別のクラスターにデータのバックアップを作成するには、Data Grid は同期または非同期ストラテジーを使用します。
同期ストラテジー
Data Grid がデータをバックアップの場所に複製するとき、ローカルクラスターのキャッシュとリモートクラスターのキャッシュに同時に書き込みます。同期ストラテジーでは、Data Grid は両方の書き込み操作が完了するのを待ってから戻ります。
バックアップ操作が失敗した場合に、Data Grid がローカルクラスターのキャッシュへの書き込みを処理する方法を制御できます。Data Grid は以下を行うことができます。
- 失敗したバックアップを無視し、ローカルクラスターへの書き込みを警告せずに続行します。
- 警告メッセージをログに記録するか、例外を出力し、ローカルクラスターへの書き込みを続行します。
- 失敗したバックアップ操作をカスタムロジックで処理します。
同期バックアップは、楽観的なトランザクションに参加するキャッシュを持つ 2 フェーズコミットもサポートします。バックアップの最初のフェーズはロックを取得します。2 番目のフェーズは変更をコミットします。

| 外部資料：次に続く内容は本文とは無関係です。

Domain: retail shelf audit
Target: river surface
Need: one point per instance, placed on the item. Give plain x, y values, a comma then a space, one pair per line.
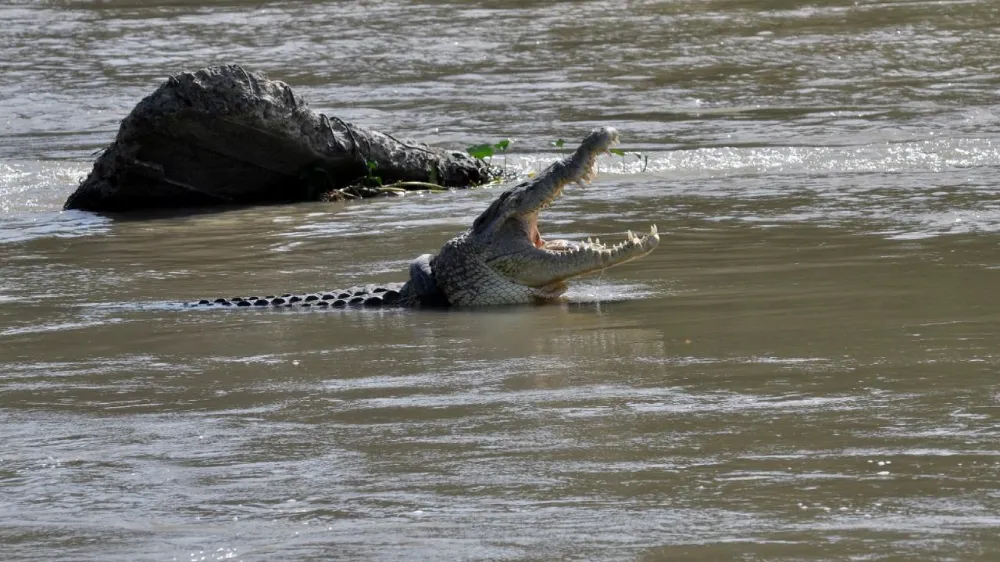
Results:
805, 369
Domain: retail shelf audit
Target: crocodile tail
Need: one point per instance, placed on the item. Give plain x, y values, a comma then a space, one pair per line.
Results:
371, 296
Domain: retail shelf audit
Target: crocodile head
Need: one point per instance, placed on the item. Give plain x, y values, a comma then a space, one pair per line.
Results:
503, 258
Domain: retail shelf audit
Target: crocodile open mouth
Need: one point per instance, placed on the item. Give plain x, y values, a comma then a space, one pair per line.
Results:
632, 240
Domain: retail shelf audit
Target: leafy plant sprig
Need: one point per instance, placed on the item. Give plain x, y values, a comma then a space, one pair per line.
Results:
484, 151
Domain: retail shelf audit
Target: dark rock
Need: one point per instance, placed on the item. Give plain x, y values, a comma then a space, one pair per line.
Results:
225, 136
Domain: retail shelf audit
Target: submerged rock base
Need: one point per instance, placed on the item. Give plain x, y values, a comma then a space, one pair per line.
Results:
225, 136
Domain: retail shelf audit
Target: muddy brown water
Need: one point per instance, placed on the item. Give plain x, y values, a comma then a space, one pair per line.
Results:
805, 369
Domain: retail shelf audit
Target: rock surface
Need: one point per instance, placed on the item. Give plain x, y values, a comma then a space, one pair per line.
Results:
225, 136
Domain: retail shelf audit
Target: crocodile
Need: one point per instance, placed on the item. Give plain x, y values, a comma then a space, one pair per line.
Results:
502, 259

クロスサイトレプリケーションのある 2 フェーズコミットは、ネットワーク全体で 2 つのラウンドトリップが必要なため、パフォーマンスに大きく影響します。
非同期ストラテジー
Data Grid がデータをバックアップ場所に複製する場合、操作が完了するのを待たずにローカルキャッシュに書き込みます。
非同期バックアップ操作およびローカルキャッシュへの書き込みは、互いに独立しています。バックアップ操作が失敗した場合は、ローカルキャッシュへの書き込み操作は続行され、例外は発生しません。これが発生すると、Data Grid は、リモートクラスターがクロスサイトビューから切断されるまで、書き込み操作も再試行します。
同期バックアップと非同期バックアップの比較
同期バックアップは、サイト全体でのデータの一貫性を最も強力に保証します。strategy=sync
の場合、cache.put()
呼び出しが返されると、ローカルキャッシュとバックアップの場所で値が最新の状態であることがわかります。
この一貫性のために犠牲となるのがパフォーマンスです。同期バックアップは、非同期バックアップと比較すると、レイテンシーが大幅に高くなります。
一方、非同期バックアップは、クライアントリクエストにレイテンシーを追加しないので、パフォーマンスに影響を及ぼすことはありません。ただし、strategy=async
の場合、cache.put()
呼び出しが返されると、バックアップの場所の値がローカルキャッシュの値と同じであるかどうかを確認できません。